La réalité du salaire
Installateur débutant : 1 900–2 300 € brut. Avec qualification et expérience (habilitation électrique B2V, travaux en hauteur) : 2 400–2 900 € brut. Chef d'équipe ou technicien SAV photovoltaïque : 2 800–3 300 € brut. En indépendant (auto-entrepreneur) : tarifs de pose autour de 1 500–3 000 € HT par chantier résidentiel selon la puissance — un installateur autonome qui enchaîne 3 chantiers/semaine peut dégager 40 000–55 000 € HT/an. ⚠️ Ordres de grandeur, le secteur évolue vite.
Y accéder en reconversion
Pas de diplôme unique imposé, mais un socle de certifications indispensables : (1) Habilitation électrique B2V + BR (obligatoire pour le raccordement, 3–5 jours, finançable CPF) ; (2) Formation travaux en hauteur (PRAP/port du harnais, 1–2 jours) ; (3) Certification QualiPV (recommandée pour les aides d'État, 3 jours). Titre professionnel Installateur en Génie Électrique spécialité photovoltaïque (niveau 3, 3–6 mois, AFPA/GRETA, finançable CPF) : la voie la plus complète. En reconversion rapide : un électricien ou un couvreur peut se qualifier en quelques semaines avec les certifications ciblées. Les entreprises du secteur forment souvent en interne les profils motivés.
La pénibilité, sans filtre
- Travail en hauteur et en toiture : même risques que le couvreur — chute, glissade, instabilité
- Chaleur extrême l'été : les toitures en zinc ou tuiles exposées au soleil atteignent 60–70°C — conditions difficiles
- Port de charges en hauteur : les panneaux (15–25 kg chacun) se montent sur le toit
- Exposition aux UV et aux conditions météo : journées en plein soleil ou sous la pluie selon les délais
- Évolution rapide des technologies : les produits et les réglementations changent vite — formation continue nécessaire
Évolutions possibles
- Technicien SAV et maintenance photovoltaïque : entretien, remplacement d'onduleurs, diagnostic de pannes — travail moins physique
- Chef de projet solaire : dimensionnement d'installations plus grandes (industrielles, agricoles), relation client amont
- Chargé d'affaires en énergie renouvelable : pilotage commercial et technique des projets
- Intégration sur d'autres énergies renouvelables : pompe à chaleur (RGE PAC), bornes de recharge électrique (IRVE)
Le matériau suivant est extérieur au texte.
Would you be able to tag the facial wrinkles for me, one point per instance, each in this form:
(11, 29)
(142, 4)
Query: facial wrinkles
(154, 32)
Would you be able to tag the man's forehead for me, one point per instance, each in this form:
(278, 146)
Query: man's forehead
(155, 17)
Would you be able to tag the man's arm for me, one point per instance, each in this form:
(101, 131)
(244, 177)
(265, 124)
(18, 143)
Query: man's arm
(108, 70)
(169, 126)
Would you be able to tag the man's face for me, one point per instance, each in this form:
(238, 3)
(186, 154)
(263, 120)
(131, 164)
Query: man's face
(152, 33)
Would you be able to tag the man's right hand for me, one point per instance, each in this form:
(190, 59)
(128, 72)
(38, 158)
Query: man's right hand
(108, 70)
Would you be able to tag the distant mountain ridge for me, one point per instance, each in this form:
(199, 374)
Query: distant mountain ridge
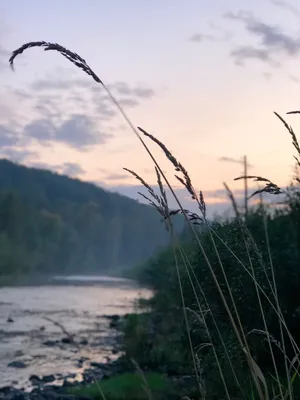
(61, 224)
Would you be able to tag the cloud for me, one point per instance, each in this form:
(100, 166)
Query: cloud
(117, 177)
(286, 6)
(200, 37)
(72, 169)
(140, 91)
(78, 131)
(274, 44)
(234, 160)
(7, 137)
(85, 95)
(18, 155)
(217, 201)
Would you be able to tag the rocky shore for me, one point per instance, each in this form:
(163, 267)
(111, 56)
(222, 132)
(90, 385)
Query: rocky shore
(57, 386)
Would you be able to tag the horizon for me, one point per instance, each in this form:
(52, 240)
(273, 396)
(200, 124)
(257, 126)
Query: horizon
(205, 84)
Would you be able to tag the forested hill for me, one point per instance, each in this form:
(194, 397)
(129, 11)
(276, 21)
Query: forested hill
(52, 223)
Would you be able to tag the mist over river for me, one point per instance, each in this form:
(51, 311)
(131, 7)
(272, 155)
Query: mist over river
(31, 344)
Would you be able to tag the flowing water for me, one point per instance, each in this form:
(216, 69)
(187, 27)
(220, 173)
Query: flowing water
(32, 320)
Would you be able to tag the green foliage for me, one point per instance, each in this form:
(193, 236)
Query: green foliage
(158, 338)
(128, 386)
(53, 224)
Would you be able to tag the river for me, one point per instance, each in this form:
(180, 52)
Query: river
(30, 334)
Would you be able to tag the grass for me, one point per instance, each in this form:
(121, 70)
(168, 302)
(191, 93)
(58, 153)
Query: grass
(265, 296)
(128, 386)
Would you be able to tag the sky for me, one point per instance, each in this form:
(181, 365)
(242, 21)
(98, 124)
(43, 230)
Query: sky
(203, 77)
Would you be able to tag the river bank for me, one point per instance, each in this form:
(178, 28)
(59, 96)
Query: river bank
(56, 335)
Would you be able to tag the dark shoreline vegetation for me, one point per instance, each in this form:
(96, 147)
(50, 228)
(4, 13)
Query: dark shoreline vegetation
(224, 319)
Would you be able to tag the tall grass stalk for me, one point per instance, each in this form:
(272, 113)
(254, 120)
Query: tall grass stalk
(257, 375)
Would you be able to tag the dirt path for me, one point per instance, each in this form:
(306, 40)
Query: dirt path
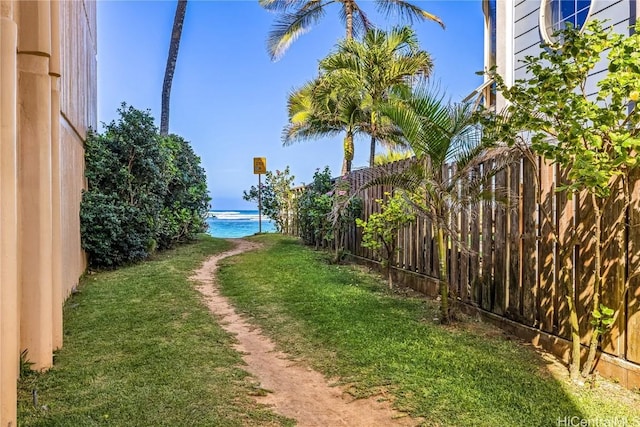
(297, 391)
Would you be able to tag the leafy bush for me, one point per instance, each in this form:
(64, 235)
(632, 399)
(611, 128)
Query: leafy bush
(144, 191)
(314, 209)
(277, 197)
(380, 232)
(186, 201)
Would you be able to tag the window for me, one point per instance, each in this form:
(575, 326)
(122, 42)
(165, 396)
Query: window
(558, 14)
(489, 91)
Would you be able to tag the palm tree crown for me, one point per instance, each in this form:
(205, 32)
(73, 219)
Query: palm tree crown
(441, 134)
(297, 16)
(375, 70)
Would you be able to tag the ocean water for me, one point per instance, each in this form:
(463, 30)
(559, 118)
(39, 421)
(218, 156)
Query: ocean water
(232, 224)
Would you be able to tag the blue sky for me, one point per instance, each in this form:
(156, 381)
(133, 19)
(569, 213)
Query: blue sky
(229, 100)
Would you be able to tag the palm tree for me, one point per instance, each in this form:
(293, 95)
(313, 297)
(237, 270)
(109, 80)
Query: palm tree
(319, 109)
(375, 70)
(296, 17)
(172, 57)
(441, 134)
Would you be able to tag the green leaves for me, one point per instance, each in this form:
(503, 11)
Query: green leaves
(277, 196)
(593, 137)
(144, 191)
(380, 231)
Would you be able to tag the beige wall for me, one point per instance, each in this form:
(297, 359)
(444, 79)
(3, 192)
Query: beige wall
(47, 103)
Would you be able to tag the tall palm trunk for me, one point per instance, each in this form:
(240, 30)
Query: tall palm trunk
(174, 45)
(348, 8)
(348, 153)
(372, 150)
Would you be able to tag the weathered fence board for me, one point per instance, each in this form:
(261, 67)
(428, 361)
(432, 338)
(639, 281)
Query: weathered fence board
(514, 234)
(546, 294)
(500, 246)
(518, 260)
(633, 272)
(528, 245)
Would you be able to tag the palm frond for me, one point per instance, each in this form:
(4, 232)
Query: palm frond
(407, 11)
(289, 26)
(278, 5)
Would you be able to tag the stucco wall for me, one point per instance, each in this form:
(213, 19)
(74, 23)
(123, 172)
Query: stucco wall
(47, 103)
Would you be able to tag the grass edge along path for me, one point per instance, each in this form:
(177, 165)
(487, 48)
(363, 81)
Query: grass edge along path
(141, 349)
(346, 325)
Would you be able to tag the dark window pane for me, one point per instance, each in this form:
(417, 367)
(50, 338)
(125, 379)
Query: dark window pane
(581, 17)
(567, 8)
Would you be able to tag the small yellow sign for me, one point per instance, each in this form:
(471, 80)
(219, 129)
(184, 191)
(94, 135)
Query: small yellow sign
(259, 165)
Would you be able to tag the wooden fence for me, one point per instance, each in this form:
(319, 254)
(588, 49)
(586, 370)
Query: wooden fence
(513, 269)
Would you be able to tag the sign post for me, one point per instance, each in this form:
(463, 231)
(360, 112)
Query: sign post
(259, 167)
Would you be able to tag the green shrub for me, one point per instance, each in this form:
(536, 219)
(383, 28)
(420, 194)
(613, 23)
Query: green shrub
(144, 191)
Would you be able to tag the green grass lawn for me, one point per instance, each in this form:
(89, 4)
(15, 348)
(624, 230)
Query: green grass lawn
(345, 324)
(140, 349)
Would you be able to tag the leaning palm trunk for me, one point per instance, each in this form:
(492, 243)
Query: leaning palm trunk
(174, 45)
(348, 153)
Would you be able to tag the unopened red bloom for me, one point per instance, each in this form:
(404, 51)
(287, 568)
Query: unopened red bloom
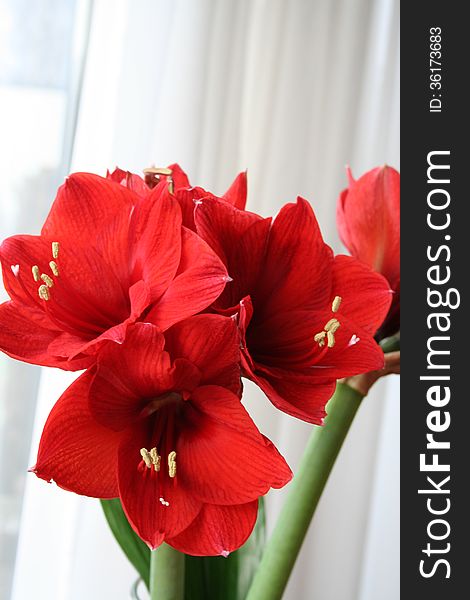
(307, 317)
(178, 186)
(368, 218)
(159, 423)
(105, 257)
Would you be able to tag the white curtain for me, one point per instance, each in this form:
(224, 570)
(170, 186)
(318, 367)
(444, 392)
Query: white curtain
(293, 91)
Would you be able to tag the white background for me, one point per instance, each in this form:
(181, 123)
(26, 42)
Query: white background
(291, 90)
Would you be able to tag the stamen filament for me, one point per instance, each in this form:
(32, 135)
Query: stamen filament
(43, 292)
(47, 280)
(172, 464)
(54, 268)
(35, 271)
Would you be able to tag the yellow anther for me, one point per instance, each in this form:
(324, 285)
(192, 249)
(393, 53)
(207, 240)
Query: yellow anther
(47, 280)
(336, 303)
(156, 459)
(35, 271)
(145, 454)
(43, 292)
(54, 268)
(172, 464)
(329, 332)
(332, 325)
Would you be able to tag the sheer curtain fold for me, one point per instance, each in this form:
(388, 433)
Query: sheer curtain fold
(291, 90)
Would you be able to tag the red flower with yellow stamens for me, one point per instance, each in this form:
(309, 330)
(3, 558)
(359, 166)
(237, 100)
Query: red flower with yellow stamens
(368, 218)
(159, 423)
(105, 256)
(307, 318)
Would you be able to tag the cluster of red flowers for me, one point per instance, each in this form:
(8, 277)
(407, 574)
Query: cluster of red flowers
(167, 295)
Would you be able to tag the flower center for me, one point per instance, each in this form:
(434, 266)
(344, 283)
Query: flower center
(327, 335)
(153, 459)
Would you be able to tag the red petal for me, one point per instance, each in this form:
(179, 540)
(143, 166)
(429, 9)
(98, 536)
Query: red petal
(298, 394)
(92, 211)
(222, 457)
(368, 217)
(75, 451)
(217, 530)
(180, 179)
(297, 268)
(285, 339)
(236, 194)
(211, 342)
(128, 375)
(221, 225)
(156, 231)
(141, 489)
(366, 296)
(354, 352)
(201, 278)
(133, 182)
(86, 297)
(25, 334)
(239, 238)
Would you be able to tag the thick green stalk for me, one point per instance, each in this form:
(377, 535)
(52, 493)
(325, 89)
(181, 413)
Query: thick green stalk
(166, 574)
(305, 490)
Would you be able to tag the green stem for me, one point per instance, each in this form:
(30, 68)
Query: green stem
(166, 574)
(305, 490)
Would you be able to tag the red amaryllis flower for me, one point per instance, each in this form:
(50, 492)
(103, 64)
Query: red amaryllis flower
(104, 257)
(307, 318)
(368, 218)
(158, 422)
(177, 184)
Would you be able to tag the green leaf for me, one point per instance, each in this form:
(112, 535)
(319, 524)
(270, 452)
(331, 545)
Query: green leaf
(218, 578)
(134, 548)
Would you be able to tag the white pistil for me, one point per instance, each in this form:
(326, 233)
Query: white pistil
(336, 303)
(35, 272)
(47, 280)
(172, 464)
(43, 292)
(54, 268)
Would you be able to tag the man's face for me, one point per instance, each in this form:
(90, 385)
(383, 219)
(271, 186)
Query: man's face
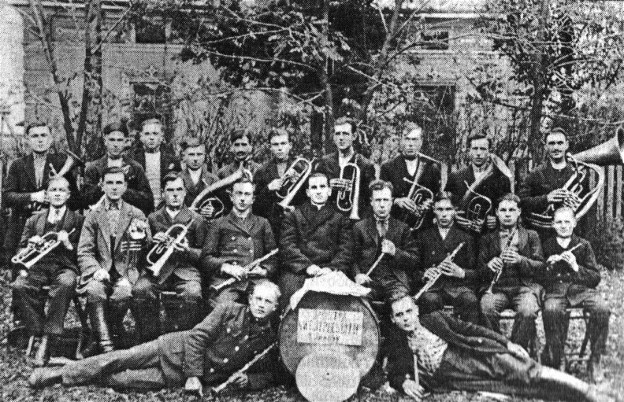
(411, 143)
(343, 136)
(151, 136)
(318, 190)
(405, 314)
(195, 157)
(280, 147)
(381, 201)
(479, 151)
(115, 143)
(114, 186)
(242, 196)
(174, 193)
(444, 213)
(40, 139)
(241, 148)
(556, 146)
(262, 302)
(508, 213)
(564, 223)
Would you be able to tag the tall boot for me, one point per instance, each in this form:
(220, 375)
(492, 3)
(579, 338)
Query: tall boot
(100, 327)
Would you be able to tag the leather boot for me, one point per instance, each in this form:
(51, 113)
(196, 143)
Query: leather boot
(100, 327)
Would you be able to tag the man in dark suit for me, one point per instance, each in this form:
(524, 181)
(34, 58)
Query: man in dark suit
(331, 164)
(57, 268)
(570, 280)
(457, 279)
(487, 175)
(227, 339)
(383, 234)
(440, 351)
(233, 241)
(315, 239)
(403, 170)
(179, 272)
(138, 192)
(512, 254)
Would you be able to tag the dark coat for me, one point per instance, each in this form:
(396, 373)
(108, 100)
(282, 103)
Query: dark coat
(216, 348)
(228, 241)
(182, 264)
(138, 194)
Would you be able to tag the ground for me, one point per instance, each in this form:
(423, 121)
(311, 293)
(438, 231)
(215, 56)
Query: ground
(15, 368)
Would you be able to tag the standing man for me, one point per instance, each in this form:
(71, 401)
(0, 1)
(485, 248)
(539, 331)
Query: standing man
(234, 241)
(403, 170)
(457, 278)
(111, 253)
(383, 234)
(180, 272)
(138, 192)
(315, 239)
(487, 175)
(570, 280)
(154, 158)
(331, 164)
(512, 254)
(56, 269)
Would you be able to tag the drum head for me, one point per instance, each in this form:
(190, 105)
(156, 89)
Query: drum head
(325, 377)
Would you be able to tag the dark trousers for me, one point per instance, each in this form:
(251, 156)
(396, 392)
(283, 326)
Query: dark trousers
(28, 297)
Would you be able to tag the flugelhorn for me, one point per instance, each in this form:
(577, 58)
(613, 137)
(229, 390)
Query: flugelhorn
(34, 252)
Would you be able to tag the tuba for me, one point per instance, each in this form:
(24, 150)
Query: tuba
(348, 190)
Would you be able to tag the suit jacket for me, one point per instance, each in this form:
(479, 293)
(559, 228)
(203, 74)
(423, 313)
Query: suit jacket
(393, 272)
(525, 273)
(181, 264)
(217, 347)
(330, 166)
(561, 281)
(95, 250)
(432, 250)
(138, 194)
(395, 171)
(36, 225)
(230, 241)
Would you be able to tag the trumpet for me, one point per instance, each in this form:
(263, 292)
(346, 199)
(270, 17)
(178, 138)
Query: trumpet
(34, 252)
(434, 279)
(348, 186)
(164, 249)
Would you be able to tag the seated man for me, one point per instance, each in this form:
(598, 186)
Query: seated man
(228, 338)
(570, 280)
(180, 271)
(57, 269)
(383, 234)
(315, 239)
(510, 260)
(440, 351)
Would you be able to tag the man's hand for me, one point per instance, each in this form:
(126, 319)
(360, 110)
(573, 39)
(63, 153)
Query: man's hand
(388, 247)
(193, 386)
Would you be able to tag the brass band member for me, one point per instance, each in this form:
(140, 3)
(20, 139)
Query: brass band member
(570, 280)
(519, 260)
(138, 192)
(112, 233)
(492, 182)
(235, 240)
(383, 234)
(457, 284)
(215, 349)
(315, 239)
(57, 269)
(403, 169)
(331, 164)
(180, 271)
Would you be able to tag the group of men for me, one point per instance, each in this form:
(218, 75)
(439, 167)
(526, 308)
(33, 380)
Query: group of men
(422, 237)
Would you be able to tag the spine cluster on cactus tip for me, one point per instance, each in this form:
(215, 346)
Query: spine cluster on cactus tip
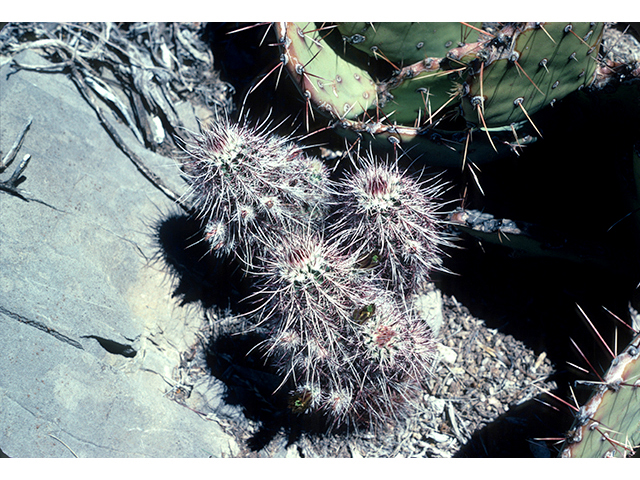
(390, 218)
(248, 184)
(333, 262)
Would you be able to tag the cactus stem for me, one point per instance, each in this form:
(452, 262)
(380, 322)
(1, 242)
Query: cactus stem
(547, 33)
(578, 37)
(482, 86)
(250, 27)
(281, 64)
(518, 101)
(466, 147)
(528, 77)
(585, 359)
(376, 51)
(479, 108)
(427, 103)
(596, 331)
(478, 29)
(453, 97)
(578, 367)
(572, 407)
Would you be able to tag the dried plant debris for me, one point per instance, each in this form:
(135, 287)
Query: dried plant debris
(154, 77)
(144, 72)
(481, 373)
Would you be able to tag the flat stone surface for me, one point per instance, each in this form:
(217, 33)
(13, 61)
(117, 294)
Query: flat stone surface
(89, 332)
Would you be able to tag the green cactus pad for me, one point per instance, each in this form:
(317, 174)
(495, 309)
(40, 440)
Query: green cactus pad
(333, 84)
(608, 425)
(405, 43)
(545, 72)
(466, 79)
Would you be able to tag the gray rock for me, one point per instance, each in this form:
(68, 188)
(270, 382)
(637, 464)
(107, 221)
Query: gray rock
(89, 333)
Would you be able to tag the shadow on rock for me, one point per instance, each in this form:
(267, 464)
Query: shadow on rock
(234, 355)
(201, 277)
(519, 433)
(237, 360)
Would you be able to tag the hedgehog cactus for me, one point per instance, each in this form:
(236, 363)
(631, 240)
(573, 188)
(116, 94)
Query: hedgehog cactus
(407, 82)
(334, 263)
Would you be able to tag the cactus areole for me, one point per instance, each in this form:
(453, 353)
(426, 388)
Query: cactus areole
(433, 84)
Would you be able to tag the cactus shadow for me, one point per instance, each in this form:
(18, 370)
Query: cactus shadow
(200, 277)
(209, 282)
(257, 388)
(513, 434)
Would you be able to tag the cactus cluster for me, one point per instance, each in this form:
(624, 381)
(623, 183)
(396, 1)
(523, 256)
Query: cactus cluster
(435, 84)
(333, 261)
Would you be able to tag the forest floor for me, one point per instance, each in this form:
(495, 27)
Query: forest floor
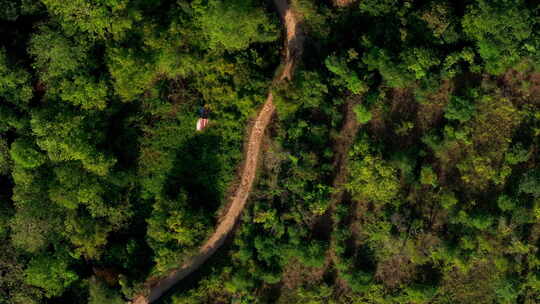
(156, 287)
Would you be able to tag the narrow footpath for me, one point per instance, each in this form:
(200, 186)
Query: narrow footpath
(155, 288)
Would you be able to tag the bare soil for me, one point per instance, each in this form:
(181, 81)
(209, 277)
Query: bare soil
(156, 287)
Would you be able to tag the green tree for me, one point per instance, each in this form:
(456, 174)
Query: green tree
(234, 24)
(501, 30)
(25, 153)
(14, 81)
(51, 273)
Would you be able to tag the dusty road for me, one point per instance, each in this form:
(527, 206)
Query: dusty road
(292, 49)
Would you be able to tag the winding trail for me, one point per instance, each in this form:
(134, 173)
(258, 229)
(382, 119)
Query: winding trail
(156, 287)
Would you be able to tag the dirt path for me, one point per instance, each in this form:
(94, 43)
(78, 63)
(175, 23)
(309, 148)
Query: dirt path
(292, 49)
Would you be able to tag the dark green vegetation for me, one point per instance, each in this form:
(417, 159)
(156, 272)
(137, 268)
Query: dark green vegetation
(103, 181)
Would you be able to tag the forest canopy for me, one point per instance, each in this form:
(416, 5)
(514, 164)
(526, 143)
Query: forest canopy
(402, 164)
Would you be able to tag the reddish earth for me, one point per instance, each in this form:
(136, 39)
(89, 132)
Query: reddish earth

- Formateur habilitation électrique ou photovoltaïque
Pour toi si…
Pour quelqu'un qui a des bases en électricité ou en couverture et qui veut se repositionner sur un secteur d'avenir, ou pour un profil qui cherche une reconversion rapide dans un métier manuel technique avec une forte demande. Pour quelqu'un qui est à l'aise en hauteur et qui accepte les conditions météo.
Évite si…
Évite si la hauteur est un problème — c'est aussi présent que chez le couvreur. Évite si tu n'as aucune base technique (électricité ou bâtiment) et que tu veux une reconversion en 2 semaines — il faut un minimum de socle. Et si tu cherches un métier d'intérieur ou sédentaire, ce n'est pas le bon.